Yes, but I don't think that the results are the same... basicaly one gets an
integral if they use a step size(an approximation to the integral atleast,
but if one is going to use a step size then it should be independent of the
step size and hence why not take the limit?).
For example
take the limits to be a to b
sum(f(x),x=a..b)
by using a "step system", we have
sum(f(a + k*dx),k=0..n)
where dx = (b-a)/n
now let f(x) = x, a = 0
dx*sum(k,k=0..n) = dx*n*(n+1)/2 = b*(n+1)/2
but this depends on the step size, so surely we must divide by n(an avg)
atleast... (else it diverges as we increase the step size which gives us a
nonsensical result)
so we then get something like
b*(n+1)/2n... taking n->oo we get b/2
but remember, we want sum(k,k=0..b) = b*(b+1)/2 if b is an integer
this is not close.. if we multiply by dx as if it were an integral, we would
have b/2*b = b^2/2 ~ b*(b+1)/2, so it doesn't even agree if b is an integer
;/
My point is, that if we do the step size method, we are basicaly computing
an integral(since it should be independent of step size and it must make
sense)... we know that the integral and sum are related and the integral can
take non-integer limits but in general they differ even at integral
limits... so we shouldn't expect them to be equivilent at non-integral
limits.
That is:
sum(f(x),x=a..b) != Int(f(x),x=a..b) since it is not even true that it holds
for integral limits... now, maybe there is a different way to approach the
step size that it works in general, but if that is the case then one has
then come up with a way to compute sums in terms of integrals over the same
argument.
It would also mean that one can write the binomial formula
(x+y)^z = int(B(x,y,z,t),t=0..z) or similar...

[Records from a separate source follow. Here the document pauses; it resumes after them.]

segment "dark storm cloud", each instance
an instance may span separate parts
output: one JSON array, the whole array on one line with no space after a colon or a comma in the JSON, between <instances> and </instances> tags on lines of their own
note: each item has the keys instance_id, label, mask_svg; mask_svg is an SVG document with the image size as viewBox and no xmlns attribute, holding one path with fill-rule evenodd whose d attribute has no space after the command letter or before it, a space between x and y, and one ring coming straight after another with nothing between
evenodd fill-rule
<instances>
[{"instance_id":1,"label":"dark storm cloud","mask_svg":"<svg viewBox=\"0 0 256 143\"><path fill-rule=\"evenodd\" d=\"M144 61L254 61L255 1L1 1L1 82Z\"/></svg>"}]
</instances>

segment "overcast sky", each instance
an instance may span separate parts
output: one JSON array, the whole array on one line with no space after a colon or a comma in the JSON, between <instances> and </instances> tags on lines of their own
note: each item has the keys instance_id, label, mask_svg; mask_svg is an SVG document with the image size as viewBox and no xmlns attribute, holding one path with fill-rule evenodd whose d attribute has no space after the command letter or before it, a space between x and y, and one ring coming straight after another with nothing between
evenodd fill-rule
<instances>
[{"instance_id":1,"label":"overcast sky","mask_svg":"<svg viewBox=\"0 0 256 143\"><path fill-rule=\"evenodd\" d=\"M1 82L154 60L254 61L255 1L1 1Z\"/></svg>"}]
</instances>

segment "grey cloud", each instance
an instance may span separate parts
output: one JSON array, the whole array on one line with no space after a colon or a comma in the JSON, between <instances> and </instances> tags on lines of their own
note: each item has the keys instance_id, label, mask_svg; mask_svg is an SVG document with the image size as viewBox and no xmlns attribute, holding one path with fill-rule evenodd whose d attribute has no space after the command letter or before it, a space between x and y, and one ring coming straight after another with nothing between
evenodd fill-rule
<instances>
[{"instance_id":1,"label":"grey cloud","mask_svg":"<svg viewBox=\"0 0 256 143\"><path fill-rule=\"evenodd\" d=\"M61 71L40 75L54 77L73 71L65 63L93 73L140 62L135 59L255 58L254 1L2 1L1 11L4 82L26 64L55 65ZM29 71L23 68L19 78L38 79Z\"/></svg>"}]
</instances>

While it is impossible to treat the sum with < 1 step size as an integral,
it might be possible to reformulate the method slightly so that it works(but
I would not know how to do this and not know if it is impossible or not).
I think the biggest problem is defining what one means by sum(f(x),x=a..b).
Is is sum(f(x),x=ceil(a)..floor(b) + sum(f(x),x=a..ceil(a) +
sum(f(x),x=floor(b)..b)? where the first some ofcourse must agree with the
integer version(since the limits are integral) and the others are the
"excess" that are computed in some way...
I think its natural to expect that something like sum(f(k),k=0..4.2) to be
something between sum(f(k),k=0..4) and sum(f(k),k=0..5 and closer to 4 than
5... one might also have something like sum(f(k-t),k=a+t..b+t) =
sum(f(k),k=a..b) but I have not looked into it much...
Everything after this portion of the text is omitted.